Losing My Marbles is self explanatory. They are jumping out of my head and running away...
I made this quilt, called "Ricky Inspired," after attending a Ricky Tims seminar in September 2007. It is my own miniature impression and is made from a digital painting that I made and printed on fabric, cut into strips and machine quilted.
This quilt, "Turning Leaves" started with a piece of my own hand dyed fabric. In addition, I painted and sponged it with acrylics in autumn colors. Tree trunks, rocks and stream are painted Tyvek.
This started as a piece of solid black fabric. I painted and stamped it using several kinds of paint to make it look like a crowded pond.
I guess with this one I was reverting to the kind of landscape / seascape that I have always liked to make.
What can I say? I JUST DON'T LIKE TO IRON! I printed the drawing and lettering on fabric. The iron shape is painted Tyvek, melted with the (dreaded) iron and sewn on..
This is an ode to a toad friend of ours who lived in our garden shed for several summers and dined on the crickets there. This year, developers came to clear nearby property and their machinery disrupted 'Mr. Toad's' route to the riverside that he always visited in Spring. We fear that he perished. We miss him.
This quilt, "Ravens," uses Tyvek for the rocks and tree.
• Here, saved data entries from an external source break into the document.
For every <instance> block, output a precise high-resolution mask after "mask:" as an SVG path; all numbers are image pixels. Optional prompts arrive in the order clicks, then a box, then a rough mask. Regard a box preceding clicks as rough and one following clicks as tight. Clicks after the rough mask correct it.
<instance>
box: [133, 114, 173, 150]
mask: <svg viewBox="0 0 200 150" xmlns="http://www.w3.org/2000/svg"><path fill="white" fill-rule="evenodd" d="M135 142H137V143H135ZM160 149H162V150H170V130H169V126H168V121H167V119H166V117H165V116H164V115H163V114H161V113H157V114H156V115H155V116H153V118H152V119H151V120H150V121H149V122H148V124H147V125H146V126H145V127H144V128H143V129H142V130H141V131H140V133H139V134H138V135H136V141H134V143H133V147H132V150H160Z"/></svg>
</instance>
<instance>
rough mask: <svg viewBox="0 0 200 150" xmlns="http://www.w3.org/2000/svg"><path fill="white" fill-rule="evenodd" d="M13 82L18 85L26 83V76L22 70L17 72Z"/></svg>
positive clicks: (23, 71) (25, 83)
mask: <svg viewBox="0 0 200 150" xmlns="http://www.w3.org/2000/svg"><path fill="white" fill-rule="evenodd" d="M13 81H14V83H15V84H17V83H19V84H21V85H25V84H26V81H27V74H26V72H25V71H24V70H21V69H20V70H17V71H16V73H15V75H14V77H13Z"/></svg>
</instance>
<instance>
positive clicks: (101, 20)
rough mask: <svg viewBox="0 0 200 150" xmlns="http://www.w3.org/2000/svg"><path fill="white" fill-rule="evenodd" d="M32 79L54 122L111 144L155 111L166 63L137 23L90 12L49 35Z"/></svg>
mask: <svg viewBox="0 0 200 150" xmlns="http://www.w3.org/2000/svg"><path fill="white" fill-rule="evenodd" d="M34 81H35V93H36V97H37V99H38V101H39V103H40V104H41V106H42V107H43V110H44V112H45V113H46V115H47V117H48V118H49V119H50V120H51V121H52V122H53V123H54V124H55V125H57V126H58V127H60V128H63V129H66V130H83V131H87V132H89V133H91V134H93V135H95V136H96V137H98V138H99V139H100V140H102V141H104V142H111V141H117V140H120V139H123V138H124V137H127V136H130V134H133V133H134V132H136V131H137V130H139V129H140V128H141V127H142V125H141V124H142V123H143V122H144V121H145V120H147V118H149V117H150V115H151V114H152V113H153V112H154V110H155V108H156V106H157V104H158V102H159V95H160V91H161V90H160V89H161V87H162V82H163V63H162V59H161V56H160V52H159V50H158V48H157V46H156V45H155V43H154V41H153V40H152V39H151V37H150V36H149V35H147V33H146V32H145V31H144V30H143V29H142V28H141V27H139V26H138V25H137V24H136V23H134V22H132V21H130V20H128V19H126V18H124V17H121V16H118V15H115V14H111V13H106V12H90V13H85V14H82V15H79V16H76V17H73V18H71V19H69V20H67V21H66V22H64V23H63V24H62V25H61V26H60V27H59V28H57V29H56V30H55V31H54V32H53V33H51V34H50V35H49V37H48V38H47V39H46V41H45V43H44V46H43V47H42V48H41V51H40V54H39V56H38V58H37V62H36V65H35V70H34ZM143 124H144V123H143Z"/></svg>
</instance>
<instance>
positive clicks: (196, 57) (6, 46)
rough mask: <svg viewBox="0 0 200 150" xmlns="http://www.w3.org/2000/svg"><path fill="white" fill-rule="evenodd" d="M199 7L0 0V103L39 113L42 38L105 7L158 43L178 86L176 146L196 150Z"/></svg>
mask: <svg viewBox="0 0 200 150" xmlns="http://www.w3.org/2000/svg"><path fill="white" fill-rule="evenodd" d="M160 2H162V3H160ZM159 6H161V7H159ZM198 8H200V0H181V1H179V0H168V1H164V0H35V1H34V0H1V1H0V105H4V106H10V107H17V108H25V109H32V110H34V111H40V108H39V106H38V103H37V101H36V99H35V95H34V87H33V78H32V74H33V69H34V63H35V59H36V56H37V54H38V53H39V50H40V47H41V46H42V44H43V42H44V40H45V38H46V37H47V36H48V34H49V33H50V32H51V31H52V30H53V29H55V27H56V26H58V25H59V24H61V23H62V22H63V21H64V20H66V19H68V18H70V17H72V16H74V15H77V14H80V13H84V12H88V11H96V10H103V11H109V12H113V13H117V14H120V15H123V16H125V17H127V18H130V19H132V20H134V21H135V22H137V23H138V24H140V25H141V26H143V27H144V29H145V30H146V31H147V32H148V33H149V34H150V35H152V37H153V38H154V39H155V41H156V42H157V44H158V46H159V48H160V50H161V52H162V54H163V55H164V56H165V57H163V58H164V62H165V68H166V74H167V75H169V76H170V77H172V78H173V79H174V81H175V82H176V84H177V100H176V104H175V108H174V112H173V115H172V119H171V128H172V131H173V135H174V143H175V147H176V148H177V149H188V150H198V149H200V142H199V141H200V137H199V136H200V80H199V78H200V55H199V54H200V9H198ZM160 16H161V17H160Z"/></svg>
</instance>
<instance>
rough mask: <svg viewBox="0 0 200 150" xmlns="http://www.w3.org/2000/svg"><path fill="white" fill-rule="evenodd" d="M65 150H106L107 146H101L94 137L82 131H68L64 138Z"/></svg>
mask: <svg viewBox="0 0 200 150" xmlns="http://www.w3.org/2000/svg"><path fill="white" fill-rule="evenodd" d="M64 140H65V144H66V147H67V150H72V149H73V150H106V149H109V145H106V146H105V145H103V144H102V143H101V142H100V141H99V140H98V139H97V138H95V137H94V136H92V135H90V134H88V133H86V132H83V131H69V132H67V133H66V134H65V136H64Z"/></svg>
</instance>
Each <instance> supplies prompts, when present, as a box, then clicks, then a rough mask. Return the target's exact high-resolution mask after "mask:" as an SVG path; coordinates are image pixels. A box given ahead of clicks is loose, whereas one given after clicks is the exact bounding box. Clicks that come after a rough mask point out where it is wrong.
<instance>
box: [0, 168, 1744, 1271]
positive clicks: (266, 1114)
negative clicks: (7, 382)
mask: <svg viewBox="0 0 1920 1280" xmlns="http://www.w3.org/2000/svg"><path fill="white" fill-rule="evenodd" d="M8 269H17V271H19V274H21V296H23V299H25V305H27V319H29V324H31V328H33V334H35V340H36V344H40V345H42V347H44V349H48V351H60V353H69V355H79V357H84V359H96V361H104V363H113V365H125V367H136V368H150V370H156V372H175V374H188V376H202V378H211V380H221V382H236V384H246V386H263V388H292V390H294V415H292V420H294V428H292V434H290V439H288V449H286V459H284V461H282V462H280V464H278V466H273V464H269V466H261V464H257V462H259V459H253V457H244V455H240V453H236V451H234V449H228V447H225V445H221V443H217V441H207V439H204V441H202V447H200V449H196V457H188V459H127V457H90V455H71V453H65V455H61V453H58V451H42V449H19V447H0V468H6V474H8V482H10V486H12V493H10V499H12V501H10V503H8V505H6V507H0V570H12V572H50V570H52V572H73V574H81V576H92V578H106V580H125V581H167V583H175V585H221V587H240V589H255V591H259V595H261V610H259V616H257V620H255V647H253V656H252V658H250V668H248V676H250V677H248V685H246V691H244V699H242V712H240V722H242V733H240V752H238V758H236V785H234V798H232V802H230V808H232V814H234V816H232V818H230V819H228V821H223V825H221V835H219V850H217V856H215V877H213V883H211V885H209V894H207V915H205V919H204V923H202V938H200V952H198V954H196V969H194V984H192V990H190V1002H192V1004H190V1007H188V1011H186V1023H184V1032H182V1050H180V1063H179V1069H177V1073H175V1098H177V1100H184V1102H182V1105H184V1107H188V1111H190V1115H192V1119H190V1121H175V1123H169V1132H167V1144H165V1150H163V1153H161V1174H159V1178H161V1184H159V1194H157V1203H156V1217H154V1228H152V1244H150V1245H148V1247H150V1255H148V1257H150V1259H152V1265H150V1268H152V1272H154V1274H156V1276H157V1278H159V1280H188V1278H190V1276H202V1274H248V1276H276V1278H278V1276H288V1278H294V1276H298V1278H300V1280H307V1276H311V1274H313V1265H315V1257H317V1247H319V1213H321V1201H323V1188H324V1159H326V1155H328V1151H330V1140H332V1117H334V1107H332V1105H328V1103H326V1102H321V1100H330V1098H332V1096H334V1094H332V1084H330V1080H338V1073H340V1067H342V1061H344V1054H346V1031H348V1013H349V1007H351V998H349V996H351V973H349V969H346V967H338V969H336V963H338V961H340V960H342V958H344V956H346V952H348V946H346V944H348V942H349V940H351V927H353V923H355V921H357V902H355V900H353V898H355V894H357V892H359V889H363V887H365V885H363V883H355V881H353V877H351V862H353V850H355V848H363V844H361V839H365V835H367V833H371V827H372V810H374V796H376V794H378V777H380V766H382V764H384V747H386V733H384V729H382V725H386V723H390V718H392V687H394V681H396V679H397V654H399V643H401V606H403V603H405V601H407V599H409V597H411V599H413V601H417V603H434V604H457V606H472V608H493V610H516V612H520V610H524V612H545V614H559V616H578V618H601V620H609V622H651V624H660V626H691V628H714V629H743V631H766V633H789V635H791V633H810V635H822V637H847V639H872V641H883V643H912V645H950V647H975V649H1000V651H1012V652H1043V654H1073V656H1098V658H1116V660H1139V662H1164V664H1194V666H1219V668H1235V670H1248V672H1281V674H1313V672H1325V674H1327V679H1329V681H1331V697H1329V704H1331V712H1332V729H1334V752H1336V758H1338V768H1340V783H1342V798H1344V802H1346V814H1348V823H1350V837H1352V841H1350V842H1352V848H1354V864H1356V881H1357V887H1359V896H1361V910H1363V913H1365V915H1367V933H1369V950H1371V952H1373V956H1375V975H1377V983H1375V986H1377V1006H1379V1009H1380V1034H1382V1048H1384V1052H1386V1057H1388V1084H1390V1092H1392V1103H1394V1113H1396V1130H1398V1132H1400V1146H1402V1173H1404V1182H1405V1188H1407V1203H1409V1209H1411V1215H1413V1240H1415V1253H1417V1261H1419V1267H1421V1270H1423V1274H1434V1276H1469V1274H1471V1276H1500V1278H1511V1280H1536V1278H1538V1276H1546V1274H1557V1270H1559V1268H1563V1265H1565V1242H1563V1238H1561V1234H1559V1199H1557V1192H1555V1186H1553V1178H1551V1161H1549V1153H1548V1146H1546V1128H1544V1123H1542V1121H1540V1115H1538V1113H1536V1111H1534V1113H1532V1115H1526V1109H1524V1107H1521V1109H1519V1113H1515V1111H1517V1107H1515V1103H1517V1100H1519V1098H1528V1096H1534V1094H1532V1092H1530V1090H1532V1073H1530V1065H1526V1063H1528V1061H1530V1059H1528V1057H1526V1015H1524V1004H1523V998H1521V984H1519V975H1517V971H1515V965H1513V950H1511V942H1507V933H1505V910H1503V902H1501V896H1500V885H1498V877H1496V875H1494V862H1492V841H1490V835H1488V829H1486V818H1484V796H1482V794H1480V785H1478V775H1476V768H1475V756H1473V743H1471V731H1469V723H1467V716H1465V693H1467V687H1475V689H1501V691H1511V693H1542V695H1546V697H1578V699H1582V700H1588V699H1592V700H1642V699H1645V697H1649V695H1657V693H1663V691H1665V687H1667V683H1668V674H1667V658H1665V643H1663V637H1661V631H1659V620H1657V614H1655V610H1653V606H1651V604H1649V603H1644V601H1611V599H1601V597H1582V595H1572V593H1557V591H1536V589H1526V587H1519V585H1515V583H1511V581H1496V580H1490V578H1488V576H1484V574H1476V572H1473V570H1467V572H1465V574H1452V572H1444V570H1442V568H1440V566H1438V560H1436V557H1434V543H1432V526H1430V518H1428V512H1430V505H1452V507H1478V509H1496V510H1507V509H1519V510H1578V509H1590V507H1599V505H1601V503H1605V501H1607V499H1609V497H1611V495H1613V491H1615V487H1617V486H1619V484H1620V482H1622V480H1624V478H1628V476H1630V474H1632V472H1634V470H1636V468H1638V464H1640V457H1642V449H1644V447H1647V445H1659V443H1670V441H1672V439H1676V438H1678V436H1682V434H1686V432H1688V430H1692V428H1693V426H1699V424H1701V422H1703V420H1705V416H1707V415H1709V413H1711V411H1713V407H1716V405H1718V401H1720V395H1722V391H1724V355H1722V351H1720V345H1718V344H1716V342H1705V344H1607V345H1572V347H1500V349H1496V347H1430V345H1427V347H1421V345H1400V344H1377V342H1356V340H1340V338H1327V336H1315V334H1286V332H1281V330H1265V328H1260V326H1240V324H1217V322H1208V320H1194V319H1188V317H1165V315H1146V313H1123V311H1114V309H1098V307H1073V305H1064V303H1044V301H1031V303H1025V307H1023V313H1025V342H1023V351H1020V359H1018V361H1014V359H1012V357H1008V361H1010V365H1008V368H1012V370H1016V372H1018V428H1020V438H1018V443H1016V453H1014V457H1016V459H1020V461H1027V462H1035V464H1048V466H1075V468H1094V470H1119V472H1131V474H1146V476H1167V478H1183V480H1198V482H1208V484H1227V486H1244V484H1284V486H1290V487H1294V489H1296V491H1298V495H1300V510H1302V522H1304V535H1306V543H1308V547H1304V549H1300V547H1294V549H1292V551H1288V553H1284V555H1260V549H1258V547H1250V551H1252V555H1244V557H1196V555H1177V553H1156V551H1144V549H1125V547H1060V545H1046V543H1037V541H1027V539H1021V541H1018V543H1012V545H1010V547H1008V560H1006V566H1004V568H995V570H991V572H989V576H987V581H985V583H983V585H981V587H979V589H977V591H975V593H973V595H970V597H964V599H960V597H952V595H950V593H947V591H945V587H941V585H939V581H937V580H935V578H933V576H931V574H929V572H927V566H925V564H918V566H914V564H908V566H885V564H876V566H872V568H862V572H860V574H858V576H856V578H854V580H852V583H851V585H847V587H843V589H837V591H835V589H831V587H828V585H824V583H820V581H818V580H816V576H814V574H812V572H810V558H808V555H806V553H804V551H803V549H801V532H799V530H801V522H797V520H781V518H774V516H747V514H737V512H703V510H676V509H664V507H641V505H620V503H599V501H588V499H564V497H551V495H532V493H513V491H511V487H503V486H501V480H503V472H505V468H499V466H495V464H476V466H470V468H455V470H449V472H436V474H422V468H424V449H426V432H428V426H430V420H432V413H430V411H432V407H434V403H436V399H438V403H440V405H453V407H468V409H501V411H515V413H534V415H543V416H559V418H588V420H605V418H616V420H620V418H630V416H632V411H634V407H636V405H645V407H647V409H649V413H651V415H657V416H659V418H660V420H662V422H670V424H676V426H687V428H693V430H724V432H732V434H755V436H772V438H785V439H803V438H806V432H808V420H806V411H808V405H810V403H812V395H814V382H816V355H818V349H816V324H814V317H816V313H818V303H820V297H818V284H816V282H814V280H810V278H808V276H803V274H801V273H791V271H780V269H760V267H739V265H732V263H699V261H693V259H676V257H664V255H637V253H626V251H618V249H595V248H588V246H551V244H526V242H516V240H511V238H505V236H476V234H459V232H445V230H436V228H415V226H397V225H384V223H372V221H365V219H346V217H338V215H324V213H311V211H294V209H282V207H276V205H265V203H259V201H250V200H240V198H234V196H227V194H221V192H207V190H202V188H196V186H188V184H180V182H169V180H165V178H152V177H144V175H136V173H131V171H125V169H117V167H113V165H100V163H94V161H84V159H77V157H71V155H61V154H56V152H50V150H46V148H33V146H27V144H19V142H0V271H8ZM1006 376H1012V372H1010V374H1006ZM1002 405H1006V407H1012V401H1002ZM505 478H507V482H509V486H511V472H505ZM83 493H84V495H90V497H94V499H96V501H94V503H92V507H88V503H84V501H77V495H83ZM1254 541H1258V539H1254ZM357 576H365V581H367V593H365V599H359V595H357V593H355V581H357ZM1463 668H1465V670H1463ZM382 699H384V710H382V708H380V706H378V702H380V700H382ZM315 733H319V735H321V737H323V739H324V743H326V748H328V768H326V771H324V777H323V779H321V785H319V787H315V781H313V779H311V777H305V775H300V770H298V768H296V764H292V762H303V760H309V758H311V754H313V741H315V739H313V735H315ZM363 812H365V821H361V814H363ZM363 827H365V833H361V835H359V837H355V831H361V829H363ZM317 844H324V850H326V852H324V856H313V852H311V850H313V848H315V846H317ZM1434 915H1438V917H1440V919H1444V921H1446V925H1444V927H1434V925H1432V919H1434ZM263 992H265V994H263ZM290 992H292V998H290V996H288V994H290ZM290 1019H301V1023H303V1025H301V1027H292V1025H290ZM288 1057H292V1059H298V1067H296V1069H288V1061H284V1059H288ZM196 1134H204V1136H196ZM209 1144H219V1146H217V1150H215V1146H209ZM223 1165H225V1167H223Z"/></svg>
Ravens are fused fabric. Background is hand dyed commercial fabric scraps, trimmed from the "Heron and Boat" quilt shown above.
Inspired by Jeanne Williamson's wonderful book, 'The Uncommon Quilter', about making one small quilt every week for seven years, I resolved to try it for myself. I don't anticipate keeping it up for seven years, but who knows? I decided that my 'rules' would be simple and few. My first rule would be to ignore all of the conventional quilting 'rules'. Each design would be mine alone--no patterns!-- and as the weeks passed, I would try to explore as many different surface design techniques as possible. It seems obvious that not all of these quilts would be 'successful'--iactually, maybe very few would be---- but I have found that I learn something each time, and sometimes I learn the most from the ones that turn out worst. I intend to put every quilt on this blog.
I thought I'd get right back to this right after Thanksgiving. Then I thought I'd find some time after Christmas. So here we are at the end of January. Where does time go? But the good news is that although I've neglected my new blog, I've kept making little quilts, and now I'm going to put pictures of them on this site.
I am very interested in fiber art. In August, 2007, I joined a new art quilt bee in my local quilt guild. Inspired by my new bee friends and those wonderful books, "Creative Quilting, the Journal Quilt Project," and "The Uncommon Quilter" by Jeanne Williamson, I committed (to myself) to make 4 journal sized quilts each month for one year as a way to explore my own creativity and to encourage myself to play with surface design. I started in August '07 and at the end of July '08, I had completed 48 "journal sized" quilts, and you can see them here on my blog. It was a great experience and my intention was to jump right into another structured self assignment. That was nearly two and a half years ago, and the structured part just didn't happen, but I have continued to play with fabric and art supplies. The Bee is inactive now, and I miss them. I hope that the group will revive when Spring comes. I have recently joined another group, The Fiber Arts Alliance, that originated with the Asheville Quilt Guild, and whose large membership includes some fabulous artists whose work awes and inspires me. I'm excited for 2011.